Een ander belangrijk punt voor een efficiënt verwarmings- en koelsysteem is de hydraulische balancering. Water volgt altijd de weg van de minste weerstand. Bij hydraulische balancering probeert men de weerstanden zo af te stellen dat alle verwarmingsoppervlakken precies de hoeveelheid energie krijgen die nodig is overeenkomstig de verwarmings- en koelbelasting. Als de verwarmingsoppervlakken over- of onderbezet zijn, zal ook de gewenste ruimtetemperatuur over- of onderschreden worden. Hetzelfde geldt overigens voor de correct ingestelde pompkarakteristiek en verwarmingskarakteristiek bij de warmte- en koelgenerator.
Vraag 7: Zijn de verwarmingsoppervlakken correct gedimensioneerd?
Naast de hydraulische balancering moeten natuurlijk ook de verwarmings- en koelingsoppervlakken worden aangepast aan de energiebehoeften van elke ruimte. Overdimensionering van een radiator of een oppervlakteverwarmings- en koelsysteem kan tot op zekere hoogte worden gecompenseerd door het regelsysteem, maar onderdimensionering heeft tot gevolg dat de ruimte onvoldoende wordt verwarmd of gekoeld. Naast de grootte van de verwarmingsoppervlakken zelf, is de voor de warmte- en koelgenerator geschikte systeemtemperatuur bepalend voor het vermogen van de straal- en koelbronnen.
Vraag 8: Welke energieopwekker wordt momenteel gebruikt?
Een doorslaggevend criterium voor het energierendement en de duurzaamheid van een verwarmings- en koelsysteem is de harmonieuze interactie tussen de energieopwekker (warmtepomp, ketel, condensatieketel, enz.) en de energieoverdracht (radiator, ventilatorconvector, oppervlakteverwarming en -koeling, enz.) Naast de juiste energiebron (olie, gas, elektriciteit, enz.) heeft elke energieopwekker een systeemtemperatuur waarbij hij het meest efficiënt werkt.

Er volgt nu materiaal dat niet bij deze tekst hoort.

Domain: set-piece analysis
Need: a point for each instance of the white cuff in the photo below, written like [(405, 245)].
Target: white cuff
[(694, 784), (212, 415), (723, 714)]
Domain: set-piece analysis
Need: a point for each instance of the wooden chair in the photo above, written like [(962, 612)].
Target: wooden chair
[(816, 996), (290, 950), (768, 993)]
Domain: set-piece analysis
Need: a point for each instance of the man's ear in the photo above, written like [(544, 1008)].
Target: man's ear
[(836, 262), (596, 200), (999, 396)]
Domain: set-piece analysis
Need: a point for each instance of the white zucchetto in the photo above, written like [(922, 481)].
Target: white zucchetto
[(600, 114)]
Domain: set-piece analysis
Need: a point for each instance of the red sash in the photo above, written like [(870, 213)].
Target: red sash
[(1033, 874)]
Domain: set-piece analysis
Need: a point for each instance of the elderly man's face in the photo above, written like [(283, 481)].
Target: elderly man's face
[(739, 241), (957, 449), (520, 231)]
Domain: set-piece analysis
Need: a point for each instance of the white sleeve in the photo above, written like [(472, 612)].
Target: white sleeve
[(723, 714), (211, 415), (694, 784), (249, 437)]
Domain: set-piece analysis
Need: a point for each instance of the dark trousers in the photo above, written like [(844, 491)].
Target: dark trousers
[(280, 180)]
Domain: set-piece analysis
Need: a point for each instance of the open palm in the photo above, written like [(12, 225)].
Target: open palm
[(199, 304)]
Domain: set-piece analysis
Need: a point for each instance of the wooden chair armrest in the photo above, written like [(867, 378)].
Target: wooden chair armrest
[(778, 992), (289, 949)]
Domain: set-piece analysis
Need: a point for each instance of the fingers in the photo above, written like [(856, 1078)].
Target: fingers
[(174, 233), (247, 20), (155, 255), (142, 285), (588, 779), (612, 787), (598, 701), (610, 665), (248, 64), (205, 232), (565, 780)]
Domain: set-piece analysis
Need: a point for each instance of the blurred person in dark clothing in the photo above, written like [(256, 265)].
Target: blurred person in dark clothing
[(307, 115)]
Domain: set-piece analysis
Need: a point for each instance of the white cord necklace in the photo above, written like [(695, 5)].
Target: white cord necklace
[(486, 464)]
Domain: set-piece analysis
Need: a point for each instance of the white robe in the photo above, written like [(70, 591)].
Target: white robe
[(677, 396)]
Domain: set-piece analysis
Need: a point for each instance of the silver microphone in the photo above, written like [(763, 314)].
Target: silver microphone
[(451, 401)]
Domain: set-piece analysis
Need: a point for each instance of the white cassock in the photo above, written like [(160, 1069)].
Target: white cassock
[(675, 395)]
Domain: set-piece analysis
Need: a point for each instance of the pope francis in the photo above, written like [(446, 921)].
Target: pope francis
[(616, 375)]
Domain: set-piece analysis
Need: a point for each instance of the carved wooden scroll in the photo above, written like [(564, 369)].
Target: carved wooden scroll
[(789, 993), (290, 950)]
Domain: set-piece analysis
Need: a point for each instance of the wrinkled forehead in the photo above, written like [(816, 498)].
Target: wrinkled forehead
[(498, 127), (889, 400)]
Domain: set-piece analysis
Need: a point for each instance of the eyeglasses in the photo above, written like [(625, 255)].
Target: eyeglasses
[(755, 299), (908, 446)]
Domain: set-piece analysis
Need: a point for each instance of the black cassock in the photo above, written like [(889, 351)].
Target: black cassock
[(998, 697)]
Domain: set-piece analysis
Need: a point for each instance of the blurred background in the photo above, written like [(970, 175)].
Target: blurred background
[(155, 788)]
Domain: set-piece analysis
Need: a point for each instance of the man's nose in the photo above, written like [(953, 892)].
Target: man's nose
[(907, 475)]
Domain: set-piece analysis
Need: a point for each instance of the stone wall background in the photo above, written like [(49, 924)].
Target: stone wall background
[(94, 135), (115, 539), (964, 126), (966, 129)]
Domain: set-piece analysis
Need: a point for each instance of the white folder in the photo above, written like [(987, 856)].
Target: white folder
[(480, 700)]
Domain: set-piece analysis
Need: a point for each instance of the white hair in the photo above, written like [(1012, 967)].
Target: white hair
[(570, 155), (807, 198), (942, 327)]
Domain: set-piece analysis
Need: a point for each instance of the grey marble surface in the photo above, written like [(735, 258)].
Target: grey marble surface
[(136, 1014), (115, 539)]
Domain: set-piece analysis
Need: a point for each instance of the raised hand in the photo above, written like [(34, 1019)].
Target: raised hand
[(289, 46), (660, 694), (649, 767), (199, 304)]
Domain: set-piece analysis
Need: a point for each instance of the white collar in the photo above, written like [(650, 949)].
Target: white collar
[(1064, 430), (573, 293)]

Terwijl oude lage temperatuurketels bij voorlooptemperaturen van 70°C en meer werkten, moeten condensatieketels bij maximaal 55°C en warmtepompen bij maximaal 35°C werken om een maximaal rendement te bereiken. Er is ook een geschikt energie overdrachtssysteem voor elke systeemtemperatuur. Terwijl bijvoorbeeld compacte radiatoren of kolomradiatoren bijzonder geschikt zijn voor verwarming met systeemtemperaturen boven 55°C, zijn ventilo-convectoren of oppervlakteverwarmings- en koelsystemen bijzonder geschikt voor verwarming en/of koeling met temperaturen beneden 35°C.